The Energy Information Administration (EIA) on Thursday reported an 82 Bcf injection into Lower 48 storage for the week ended June 24. The print marked a second straight EIA report that significantly overshot estimates following the explosion that knocked the Freeport LNG terminal offline. 

“For the second week in a row, it was above the highest published estimate,” Wood Mackenzie analyst Eric Fell said of the latest EIA print. “Compared to degree days and normal seasonality, this week’s injection appears loose/bearish versus the prior five-year average by 1.3 Bcf/d.”
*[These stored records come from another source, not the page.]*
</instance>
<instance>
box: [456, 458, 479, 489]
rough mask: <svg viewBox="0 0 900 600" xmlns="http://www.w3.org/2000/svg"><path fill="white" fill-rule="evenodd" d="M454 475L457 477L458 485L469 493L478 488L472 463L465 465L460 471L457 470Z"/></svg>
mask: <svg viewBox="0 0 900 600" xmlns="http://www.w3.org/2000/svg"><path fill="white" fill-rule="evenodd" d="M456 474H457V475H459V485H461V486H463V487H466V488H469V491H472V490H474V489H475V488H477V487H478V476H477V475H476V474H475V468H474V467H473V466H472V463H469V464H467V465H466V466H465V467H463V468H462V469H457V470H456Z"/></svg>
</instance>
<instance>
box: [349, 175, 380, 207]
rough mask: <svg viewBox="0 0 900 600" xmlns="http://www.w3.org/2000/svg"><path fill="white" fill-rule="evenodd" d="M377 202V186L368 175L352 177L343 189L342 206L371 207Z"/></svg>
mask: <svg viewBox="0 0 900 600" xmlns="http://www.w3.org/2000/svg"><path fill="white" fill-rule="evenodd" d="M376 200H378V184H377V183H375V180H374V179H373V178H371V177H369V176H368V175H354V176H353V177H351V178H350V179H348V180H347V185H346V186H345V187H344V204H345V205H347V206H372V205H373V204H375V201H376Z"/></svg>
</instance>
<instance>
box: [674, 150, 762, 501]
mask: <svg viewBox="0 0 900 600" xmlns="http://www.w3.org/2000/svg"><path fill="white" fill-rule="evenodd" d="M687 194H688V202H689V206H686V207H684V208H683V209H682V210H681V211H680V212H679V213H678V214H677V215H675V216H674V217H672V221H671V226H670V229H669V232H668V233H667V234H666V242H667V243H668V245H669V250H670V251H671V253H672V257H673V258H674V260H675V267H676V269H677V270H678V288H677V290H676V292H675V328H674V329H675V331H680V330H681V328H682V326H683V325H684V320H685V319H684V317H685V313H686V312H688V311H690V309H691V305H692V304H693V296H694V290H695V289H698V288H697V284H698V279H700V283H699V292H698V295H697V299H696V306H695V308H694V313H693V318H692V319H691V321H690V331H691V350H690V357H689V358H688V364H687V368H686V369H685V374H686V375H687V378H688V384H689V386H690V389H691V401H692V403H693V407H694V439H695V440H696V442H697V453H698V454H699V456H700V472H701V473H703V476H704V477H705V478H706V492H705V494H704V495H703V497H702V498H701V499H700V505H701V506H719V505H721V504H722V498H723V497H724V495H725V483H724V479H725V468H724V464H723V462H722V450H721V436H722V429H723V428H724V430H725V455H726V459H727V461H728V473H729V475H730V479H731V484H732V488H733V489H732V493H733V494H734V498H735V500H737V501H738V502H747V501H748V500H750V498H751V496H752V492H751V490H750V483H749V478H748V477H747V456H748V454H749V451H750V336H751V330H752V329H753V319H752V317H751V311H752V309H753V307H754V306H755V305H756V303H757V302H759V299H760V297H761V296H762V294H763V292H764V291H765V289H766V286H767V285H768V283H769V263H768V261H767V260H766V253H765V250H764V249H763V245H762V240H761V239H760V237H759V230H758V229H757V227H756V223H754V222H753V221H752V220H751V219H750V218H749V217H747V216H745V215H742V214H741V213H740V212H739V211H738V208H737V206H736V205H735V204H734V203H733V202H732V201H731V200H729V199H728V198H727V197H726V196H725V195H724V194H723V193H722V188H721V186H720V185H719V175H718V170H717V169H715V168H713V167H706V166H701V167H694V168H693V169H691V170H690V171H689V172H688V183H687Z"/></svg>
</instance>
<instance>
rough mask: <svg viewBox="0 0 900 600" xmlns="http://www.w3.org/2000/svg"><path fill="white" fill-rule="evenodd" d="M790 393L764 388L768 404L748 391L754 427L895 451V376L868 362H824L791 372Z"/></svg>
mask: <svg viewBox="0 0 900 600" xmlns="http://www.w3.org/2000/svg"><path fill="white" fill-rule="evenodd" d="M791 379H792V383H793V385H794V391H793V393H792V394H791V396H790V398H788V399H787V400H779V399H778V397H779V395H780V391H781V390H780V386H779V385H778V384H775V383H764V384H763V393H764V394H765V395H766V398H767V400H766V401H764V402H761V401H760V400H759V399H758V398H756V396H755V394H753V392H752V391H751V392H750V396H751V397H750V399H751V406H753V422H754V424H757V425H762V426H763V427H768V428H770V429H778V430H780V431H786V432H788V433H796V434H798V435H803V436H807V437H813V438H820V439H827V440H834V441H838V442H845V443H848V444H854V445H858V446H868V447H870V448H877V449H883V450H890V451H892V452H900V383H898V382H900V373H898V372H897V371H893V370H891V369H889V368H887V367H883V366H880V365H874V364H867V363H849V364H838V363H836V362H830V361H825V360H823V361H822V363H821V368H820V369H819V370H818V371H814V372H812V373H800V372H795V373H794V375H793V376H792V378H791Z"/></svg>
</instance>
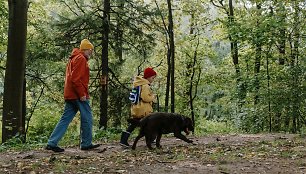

The bearish miss helped send prices tumbling in Thursday’s session, as did reports of an order from the Pipeline and Hazardous Materials Safety Administration that signaled potential delays to Freeport’s return to service.

The requirement for “outside analysis prior to being able to restart” introduces “further uncertainty on the outlook for LNG exports,” analysts at Tudor, Pickering, Holt & Co. (TPH) said. 

It also lowers the likelihood of the Freeport LNG terminal restarting earlier ahead of the upcoming winter, the TPH analysts noted.

“We see a lowered risk premium and probability associated with market balances through the winter driving pricing despite recent supportive weather trends in the Lower 48,” the TPH analysts said. 

From a technical standpoint, ICAP Technical Analysis pointed to the 200-day and 50-week moving averages as key levels to watch to see if prices manage to stabilize following Thursday’s swoon.

“The 200-day moving average currently sits at $5.614,” ICAP analyst Brian LaRose said. “The 50-week moving average currently sits at $5.352. Should natural gas fail to hold above these moving averages, our only choice will be to set our sights even lower. Peg $5.115, $4.847, $4.577 and $4.069 as the next steps to the downside in this case.”